With the capabilities of AR devices both head worn and handheld, not only can more data be collected, it can be collected seamlessly along with an AR use case (such as training or remote expertise) and present entirely new data types for analysis and use. Visual data has always been a difficult data type to ingest and analyze, but now there are dedicated sensors in AR hardware that can synergize with other data types: location, environmental sensors, and more can be weaved together through AR.
Librestream calls this the Human IoT element; while we don’t use the exact same terminology at ABI, we do describe the experience similarly. IoT has been device-to-device focused for so long, and those devices always sat outside or tangential to human users; AR is the first real chance to directly connect humans to this already massive IoT ecosystem.
Evolving Business Outcomes
Librestream described the evolution of business outcomes they’ve witnessed across their customer base over the past few years. The initial focus was on cost avoidance and productivity gains, which is now evolving to include revenue uplift through new service offers and an increased focus on worker safety. For example, they have customers who track worker safety metrics that range from mileage saved for field inspectors to lower exposure hours in potentially dangerous environments.

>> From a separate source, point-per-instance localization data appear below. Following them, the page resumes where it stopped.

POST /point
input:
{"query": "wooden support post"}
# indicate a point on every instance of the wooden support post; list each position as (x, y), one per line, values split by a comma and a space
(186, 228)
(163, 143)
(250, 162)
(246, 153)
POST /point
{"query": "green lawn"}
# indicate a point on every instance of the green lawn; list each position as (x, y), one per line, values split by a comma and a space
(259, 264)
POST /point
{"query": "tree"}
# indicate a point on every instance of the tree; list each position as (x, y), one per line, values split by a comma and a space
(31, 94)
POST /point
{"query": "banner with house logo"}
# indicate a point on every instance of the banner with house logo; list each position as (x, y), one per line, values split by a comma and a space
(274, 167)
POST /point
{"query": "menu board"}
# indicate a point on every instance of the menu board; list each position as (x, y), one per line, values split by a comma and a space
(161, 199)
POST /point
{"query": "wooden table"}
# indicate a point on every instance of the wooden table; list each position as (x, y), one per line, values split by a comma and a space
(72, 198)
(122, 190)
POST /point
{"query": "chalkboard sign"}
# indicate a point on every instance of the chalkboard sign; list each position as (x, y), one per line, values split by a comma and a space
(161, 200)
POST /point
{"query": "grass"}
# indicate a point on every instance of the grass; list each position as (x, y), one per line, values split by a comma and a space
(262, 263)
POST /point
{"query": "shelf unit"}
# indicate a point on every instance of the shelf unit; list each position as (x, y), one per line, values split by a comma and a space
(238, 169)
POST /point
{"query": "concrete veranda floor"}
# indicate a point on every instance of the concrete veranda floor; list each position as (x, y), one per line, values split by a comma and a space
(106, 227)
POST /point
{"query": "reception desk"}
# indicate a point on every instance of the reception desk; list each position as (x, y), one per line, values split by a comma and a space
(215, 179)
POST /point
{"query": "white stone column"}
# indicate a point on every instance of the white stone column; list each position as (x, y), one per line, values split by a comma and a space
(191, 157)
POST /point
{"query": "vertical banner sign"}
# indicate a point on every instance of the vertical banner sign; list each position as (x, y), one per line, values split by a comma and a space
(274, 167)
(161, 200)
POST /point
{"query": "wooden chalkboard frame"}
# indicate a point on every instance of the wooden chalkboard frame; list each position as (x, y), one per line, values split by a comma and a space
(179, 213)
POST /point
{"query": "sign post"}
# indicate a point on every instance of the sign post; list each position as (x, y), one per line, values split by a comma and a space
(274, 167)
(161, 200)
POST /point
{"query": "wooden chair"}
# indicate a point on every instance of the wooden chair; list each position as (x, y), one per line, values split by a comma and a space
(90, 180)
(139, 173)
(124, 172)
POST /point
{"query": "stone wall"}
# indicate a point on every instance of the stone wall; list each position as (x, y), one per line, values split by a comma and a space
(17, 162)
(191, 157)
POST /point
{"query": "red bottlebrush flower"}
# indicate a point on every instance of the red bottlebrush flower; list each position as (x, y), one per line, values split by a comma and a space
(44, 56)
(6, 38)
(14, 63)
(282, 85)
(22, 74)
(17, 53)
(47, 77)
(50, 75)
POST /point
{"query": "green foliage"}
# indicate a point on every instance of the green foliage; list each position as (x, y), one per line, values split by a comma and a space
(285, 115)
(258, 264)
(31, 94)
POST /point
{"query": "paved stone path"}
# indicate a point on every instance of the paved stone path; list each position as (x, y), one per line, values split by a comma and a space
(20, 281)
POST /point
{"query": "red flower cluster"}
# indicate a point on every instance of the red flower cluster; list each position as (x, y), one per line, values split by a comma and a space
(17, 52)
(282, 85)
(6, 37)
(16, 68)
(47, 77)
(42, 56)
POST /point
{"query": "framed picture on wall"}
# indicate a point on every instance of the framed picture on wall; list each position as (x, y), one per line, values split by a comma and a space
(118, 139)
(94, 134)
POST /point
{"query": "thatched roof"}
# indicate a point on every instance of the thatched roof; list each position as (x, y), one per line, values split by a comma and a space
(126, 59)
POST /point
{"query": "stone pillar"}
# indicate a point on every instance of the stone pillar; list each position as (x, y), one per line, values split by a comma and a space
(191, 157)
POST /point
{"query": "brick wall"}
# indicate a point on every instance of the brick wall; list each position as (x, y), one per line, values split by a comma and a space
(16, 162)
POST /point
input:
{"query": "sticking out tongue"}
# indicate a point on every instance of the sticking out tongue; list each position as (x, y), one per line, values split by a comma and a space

Productivity and cost avoidance are still very important though with customers tracking a range of metrics from accelerated time to productivity for new techs (33% for one equipment manufacturer) to equipment uptime improvements (5-10% measured by a rig operator) and direct savings from reducing aircraft on ground time – in the range of $800,000/incident.
Some preliminary ABI Research analysis from my team and I also estimate a possible increase of 30% in operational equipment efficiency, thanks to a combination of fewer required workers, accelerated worker training, and higher per-hour worker productivity through augmented reality. There can also be a direct machine and user downtime reduction with several the most prominent use cases.
AR Part of the Digital Ecosystem
Other synergistic technologies including 5G, AI/ML, Robotics, IoT, and Blockchain are all commonplace in discussions around digitization, in which AR is an increasingly growing portion of that conversation.
Edge compute and edge streaming can offload resources from a local device to the cloud, lowering user-touching hardware requirements. AI and ML are already being utilized in big data analytics, where AR can also feed into, but on top of that components of an AR experience like SLAM tracking and object recognition can be continually improved with proper AI/ML implementations. Robotics meshes nicely with IoT and AR. And with the massive amounts of data flowing in this potential forward-looking system, blockchain to keep it secure and ensure proper delivery can be pivotal.
All in all, AR has both objective value as a standalone technology, and improves dramatically when combined with other powerful technologies. The most value available today also happens to lie where it is most easily recognized; remote expertise, training, and data logging all have direct beneficial ties to AR both handheld and head worn.
These components are all coming together create a potential revolution in the workplace and beyond, with a true realization of a situation where the whole is greater than the sum of its parts.